5. Result Display Flask plugs all of these values into the HTML template and sends the finished page
back to the user's browser.
Fig. 1: System Architecture of AI Fake voice Detector
Page 1532
www.rsisinternational.org
INTERNATIONAL JOURNAL OF LATEST TECHNOLOGY IN ENGINEERING,
MANAGEMENT & APPLIED SCIENCE (IJLTEMAS)
ISSN 2278-2540 | DOI: 10.51583/IJLTEMAS | Volume XV, Issue V, May 2026
C. Why MFCCs? Understanding the Feature Choice
When a human speaks, the shape of their vocal tract leaves a distinctive fingerprint on the sound. MFCCs are
designed to capture exactly that fingerprint in a compact numerical form. The computation loosely mirrors how
our own ears process sound it compresses the frequency axis into a perceptual scale where small differences
at low frequencies matter more than equally small differences at high frequencies. AI-generated voices, even
very good ones, tend to have subtle spectral patterns that differ from natural speech, and MFCCs are sensitive
enough to pick those up.
The extraction steps are fairly straightforward. The audio is first split into short overlapping windows of around
25 milliseconds each, with a Hamming function applied to smooth the edges. A Fourier transform then converts
each window from time to frequency, a Mel filter bank compresses that into 128 perceptual channels, and a
cosine transform decorrelates the result. The first 40 of those decorrelated values are retained, capturing the
overall shape of the spectrum without preserving fine-grained detail that may not generalise well.. Finally, the
mean of each of those 40 values is computed across all frames in the clip, yielding a single fixed-size vector per
audio file regardless of clip duration.
In code, this is just one call to librosa.feature.mfcc(y=audio, sr=sr, n_mfcc=40) followed by a np.mean across
the time axis.
D. Training the Random Forest Model
The model was trained using scikit-learn's Random Forest implementation with 100 decision trees.

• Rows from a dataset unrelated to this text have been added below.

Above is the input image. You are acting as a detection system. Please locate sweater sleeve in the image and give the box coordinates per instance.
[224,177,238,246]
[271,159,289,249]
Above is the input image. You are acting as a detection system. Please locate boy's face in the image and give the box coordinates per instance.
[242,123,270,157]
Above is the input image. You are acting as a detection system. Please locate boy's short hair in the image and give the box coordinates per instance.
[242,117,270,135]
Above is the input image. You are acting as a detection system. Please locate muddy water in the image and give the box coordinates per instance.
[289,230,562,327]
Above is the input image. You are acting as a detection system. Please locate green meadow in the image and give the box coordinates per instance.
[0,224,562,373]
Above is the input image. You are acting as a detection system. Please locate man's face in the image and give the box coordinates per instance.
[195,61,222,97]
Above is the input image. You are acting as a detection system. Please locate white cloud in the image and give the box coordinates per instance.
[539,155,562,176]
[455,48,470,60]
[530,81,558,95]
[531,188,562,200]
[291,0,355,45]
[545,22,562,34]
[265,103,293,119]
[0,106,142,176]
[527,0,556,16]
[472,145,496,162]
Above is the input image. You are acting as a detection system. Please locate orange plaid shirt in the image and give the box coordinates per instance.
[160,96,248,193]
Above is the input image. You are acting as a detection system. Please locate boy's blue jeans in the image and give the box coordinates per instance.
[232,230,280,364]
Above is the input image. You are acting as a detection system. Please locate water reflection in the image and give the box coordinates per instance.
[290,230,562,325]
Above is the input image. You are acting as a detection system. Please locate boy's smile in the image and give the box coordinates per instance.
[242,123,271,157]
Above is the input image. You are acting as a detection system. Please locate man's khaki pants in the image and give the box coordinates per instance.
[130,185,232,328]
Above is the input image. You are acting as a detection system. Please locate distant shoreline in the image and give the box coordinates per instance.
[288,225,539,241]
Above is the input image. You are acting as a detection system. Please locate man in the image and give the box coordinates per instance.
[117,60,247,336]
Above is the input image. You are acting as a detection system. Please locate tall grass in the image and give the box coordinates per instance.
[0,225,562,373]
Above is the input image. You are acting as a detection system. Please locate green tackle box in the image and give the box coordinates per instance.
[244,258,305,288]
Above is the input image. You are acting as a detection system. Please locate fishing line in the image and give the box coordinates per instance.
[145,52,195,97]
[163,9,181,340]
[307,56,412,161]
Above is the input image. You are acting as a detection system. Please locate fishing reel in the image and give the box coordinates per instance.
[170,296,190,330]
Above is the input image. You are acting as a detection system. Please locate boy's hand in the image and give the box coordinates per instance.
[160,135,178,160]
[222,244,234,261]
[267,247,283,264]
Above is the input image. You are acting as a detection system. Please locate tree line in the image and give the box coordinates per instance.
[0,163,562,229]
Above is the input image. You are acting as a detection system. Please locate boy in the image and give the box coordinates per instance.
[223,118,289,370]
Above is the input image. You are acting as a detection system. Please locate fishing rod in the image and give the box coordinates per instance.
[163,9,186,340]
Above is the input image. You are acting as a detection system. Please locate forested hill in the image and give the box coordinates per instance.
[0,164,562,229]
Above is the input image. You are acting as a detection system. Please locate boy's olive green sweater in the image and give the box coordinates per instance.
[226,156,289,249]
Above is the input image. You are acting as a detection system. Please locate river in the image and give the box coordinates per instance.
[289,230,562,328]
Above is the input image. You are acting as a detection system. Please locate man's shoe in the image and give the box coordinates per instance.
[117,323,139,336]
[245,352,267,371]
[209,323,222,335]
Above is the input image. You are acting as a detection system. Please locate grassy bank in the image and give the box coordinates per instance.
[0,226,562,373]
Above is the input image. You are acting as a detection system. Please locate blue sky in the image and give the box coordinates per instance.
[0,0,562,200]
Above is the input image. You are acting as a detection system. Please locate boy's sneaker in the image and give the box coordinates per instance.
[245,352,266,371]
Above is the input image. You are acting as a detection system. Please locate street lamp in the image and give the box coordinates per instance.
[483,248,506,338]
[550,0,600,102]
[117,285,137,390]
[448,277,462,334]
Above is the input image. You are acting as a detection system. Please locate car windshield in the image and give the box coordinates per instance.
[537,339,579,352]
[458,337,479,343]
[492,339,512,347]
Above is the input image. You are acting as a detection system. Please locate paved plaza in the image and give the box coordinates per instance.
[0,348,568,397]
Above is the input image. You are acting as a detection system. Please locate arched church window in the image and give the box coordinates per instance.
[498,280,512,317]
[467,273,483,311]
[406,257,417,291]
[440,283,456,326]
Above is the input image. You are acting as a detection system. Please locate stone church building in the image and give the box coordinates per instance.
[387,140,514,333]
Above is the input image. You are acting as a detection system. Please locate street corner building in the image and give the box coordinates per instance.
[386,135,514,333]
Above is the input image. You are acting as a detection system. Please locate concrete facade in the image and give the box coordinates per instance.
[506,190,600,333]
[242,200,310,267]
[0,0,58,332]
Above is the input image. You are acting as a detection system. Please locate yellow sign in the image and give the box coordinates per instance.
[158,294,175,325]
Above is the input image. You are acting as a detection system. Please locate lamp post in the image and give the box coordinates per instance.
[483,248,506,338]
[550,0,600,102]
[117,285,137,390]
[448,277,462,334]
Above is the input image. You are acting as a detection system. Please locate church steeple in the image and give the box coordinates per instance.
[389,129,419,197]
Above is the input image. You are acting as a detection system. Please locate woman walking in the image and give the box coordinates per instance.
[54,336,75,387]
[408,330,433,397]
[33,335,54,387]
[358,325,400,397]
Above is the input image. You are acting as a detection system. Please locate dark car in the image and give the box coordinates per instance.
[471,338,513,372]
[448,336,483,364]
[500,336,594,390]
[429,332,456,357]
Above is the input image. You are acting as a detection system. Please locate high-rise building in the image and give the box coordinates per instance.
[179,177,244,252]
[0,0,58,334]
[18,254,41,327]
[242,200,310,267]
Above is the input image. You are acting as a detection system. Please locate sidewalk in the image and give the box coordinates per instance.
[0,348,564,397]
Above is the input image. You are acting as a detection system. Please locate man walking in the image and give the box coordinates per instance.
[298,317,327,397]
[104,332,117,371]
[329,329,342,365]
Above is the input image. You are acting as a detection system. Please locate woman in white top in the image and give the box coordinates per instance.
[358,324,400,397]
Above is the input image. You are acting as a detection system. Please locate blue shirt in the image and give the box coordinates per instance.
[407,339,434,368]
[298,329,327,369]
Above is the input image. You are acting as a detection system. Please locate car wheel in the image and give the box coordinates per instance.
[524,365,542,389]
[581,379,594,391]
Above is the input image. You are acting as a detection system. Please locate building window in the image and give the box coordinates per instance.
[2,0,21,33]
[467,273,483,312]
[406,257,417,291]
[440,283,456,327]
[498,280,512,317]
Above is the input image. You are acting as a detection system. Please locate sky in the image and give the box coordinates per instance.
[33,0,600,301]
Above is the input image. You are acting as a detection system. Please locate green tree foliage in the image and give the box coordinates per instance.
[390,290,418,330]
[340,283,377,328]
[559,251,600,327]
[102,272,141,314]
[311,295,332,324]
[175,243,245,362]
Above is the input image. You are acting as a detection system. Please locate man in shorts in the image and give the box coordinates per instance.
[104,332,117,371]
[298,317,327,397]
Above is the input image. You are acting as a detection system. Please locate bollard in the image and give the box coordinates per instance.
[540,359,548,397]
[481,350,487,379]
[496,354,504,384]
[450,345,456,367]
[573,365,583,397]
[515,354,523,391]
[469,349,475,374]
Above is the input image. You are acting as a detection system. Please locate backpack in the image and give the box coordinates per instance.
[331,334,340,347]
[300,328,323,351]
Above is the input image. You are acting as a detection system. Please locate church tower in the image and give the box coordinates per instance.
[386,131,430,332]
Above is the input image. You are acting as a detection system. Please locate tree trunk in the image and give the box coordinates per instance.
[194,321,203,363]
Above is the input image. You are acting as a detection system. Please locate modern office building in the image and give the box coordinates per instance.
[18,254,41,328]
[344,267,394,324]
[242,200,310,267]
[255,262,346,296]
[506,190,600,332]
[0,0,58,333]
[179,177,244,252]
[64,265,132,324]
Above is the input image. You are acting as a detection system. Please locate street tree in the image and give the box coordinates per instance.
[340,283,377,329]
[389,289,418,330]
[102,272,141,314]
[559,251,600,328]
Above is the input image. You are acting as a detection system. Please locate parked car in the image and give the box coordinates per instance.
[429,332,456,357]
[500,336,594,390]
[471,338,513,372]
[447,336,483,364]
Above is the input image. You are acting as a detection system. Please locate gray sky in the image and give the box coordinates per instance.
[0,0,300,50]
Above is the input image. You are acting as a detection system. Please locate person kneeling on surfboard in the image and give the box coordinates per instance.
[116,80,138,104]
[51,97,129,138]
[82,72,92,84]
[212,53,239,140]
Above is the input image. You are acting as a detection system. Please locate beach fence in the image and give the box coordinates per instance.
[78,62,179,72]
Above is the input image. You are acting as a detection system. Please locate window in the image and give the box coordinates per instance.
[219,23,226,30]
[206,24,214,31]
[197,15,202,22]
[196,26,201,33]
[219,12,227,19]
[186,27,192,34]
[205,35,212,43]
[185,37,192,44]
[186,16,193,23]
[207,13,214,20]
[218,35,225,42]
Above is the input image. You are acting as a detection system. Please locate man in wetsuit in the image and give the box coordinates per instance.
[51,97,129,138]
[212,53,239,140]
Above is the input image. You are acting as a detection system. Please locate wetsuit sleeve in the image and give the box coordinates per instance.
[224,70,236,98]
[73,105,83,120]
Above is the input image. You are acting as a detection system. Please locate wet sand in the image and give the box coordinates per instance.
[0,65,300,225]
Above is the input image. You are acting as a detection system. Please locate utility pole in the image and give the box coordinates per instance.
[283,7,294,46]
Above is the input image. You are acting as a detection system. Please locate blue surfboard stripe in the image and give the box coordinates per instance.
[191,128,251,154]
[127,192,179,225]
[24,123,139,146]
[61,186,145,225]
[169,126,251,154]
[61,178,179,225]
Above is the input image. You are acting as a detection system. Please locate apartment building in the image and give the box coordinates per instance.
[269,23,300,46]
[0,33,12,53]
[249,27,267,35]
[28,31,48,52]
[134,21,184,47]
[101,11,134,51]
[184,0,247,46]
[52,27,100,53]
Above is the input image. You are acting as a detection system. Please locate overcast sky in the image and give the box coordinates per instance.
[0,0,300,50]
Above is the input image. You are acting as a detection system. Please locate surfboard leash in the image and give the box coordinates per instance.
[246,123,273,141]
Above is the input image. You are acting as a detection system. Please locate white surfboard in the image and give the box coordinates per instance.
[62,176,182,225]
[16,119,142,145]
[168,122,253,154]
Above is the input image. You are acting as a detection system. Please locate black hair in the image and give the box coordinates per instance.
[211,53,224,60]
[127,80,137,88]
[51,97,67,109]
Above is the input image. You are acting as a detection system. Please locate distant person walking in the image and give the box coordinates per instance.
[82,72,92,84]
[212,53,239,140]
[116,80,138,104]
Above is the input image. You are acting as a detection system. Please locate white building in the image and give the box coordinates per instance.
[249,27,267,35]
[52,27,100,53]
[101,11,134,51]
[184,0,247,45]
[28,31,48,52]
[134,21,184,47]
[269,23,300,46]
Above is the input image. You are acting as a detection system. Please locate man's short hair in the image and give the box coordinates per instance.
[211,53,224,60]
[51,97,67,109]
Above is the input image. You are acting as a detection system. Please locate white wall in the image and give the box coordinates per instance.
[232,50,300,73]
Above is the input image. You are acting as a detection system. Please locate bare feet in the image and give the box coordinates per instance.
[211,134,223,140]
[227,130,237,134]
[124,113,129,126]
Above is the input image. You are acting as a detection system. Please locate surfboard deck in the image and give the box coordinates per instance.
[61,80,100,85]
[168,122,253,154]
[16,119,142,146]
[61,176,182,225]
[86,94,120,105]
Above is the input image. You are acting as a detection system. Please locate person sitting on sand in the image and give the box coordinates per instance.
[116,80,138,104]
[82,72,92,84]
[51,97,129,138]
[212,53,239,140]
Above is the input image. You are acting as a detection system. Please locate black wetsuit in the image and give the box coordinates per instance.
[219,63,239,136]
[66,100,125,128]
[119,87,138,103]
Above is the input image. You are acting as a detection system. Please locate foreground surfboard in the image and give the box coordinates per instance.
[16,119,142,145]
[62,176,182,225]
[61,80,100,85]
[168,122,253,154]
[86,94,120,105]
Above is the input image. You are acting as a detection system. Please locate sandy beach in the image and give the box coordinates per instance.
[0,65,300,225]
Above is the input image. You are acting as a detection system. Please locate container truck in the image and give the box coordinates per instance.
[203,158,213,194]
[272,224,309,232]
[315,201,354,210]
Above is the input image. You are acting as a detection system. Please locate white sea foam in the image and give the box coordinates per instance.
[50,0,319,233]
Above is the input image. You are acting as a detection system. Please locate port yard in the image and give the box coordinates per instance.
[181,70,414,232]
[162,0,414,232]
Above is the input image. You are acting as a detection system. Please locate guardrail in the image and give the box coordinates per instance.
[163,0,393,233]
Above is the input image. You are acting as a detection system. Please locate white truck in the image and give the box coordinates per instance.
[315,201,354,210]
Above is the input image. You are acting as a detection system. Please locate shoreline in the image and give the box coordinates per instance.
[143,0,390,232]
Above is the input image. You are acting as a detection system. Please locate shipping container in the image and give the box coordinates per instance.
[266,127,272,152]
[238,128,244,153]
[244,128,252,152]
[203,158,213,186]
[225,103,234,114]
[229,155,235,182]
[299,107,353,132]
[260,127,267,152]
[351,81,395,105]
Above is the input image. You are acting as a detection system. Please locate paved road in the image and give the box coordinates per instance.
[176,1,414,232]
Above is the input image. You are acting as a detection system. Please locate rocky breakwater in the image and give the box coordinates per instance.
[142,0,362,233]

Choosing
Random Forest was a deliberate decision rather than a default choice. Individual decision trees are easy to overfit
they can memorise the training data rather than learning patterns that transfer to new samples. A Random
Forest trains each of its trees on a slightly different random subset of the data and a random subset of the features,
then takes a majority vote at prediction time. That averaging process irons out the noise and produces a much
more stable and generalisable result.
The training data lives in two folders: dataset/Real/ for genuine human recordings and dataset/Fake/ for AI-
generated ones, in both WAV and MP3 formats. The training script (train_models.py) loads every file, computes
its MFCC vector, and assembles a labelled dataset. That dataset is split 80/20 into training and test sets, the
model is trained on the larger portion, and then accuracy is measured on the held-out test examples. once training
performance meets the required threshold, the trained model is saved to voice_classifier_model.pkl using joblib,
so it can be loaded instantly every time the web app starts without going through training again.
E. The Web Application
The web interface is a single Python file, app.py, that uses Flask to handle requests. When the server starts, it
immediately loads the saved model into memory so that predictions happen without any delay. The app has just
one URL route that handles both page loads and file uploads. When a user visits the page in their browser, they
see a clean upload form. When they submit a file, the app saves it to a temporary location with a randomly
generated filename (to avoid any conflicts if multiple people are using it at the same time), runs the feature
extraction and classification, and then deletes the file before sending back the results. This means no audio is
stored on the server.
The results page shows the user five things: whether the voice is real or fake, the model's confidence in that
judgment, a repeat of that confidence as a prediction accuracy figure, how long the audio clip was, and what
sample rate it was recorded at. The front end is styled with a dark, high-contrast theme and includes a small piece
of JavaScript that confirms the file was selected before the form is submitted, preventing unnecessary empty
submissions.
F. Technology Stack
The project runs on Python 3.12 inside a virtual environment. The key libraries are Flask for the web layer,
LibROSA for audio loading and MFCC extraction, NumPy for the numerical operations, scikit-learn for the
Page 1533
www.rsisinternational.org
INTERNATIONAL JOURNAL OF LATEST TECHNOLOGY IN ENGINEERING,
MANAGEMENT & APPLIED SCIENCE (IJLTEMAS)
ISSN 2278-2540 | DOI: 10.51583/IJLTEMAS | Volume XV, Issue V, May 2026
Random Forest classifier, joblib for saving and loading the model, and Sound File as a backup audio decoder for
formats that LibROSA cannot handle directly. The whole setup was built and tested on Windows 10 and 11, and
the virtual environment (venv) keeps the dependencies isolated so the project can be set up cleanly on any
compatible machine.
RESULT AND ANALYSIS
To evaluate system performance, three classifier configurations were trained and tested on the same labelled
dataset of real and AI-generated voice recordings. The results are shown in Fig .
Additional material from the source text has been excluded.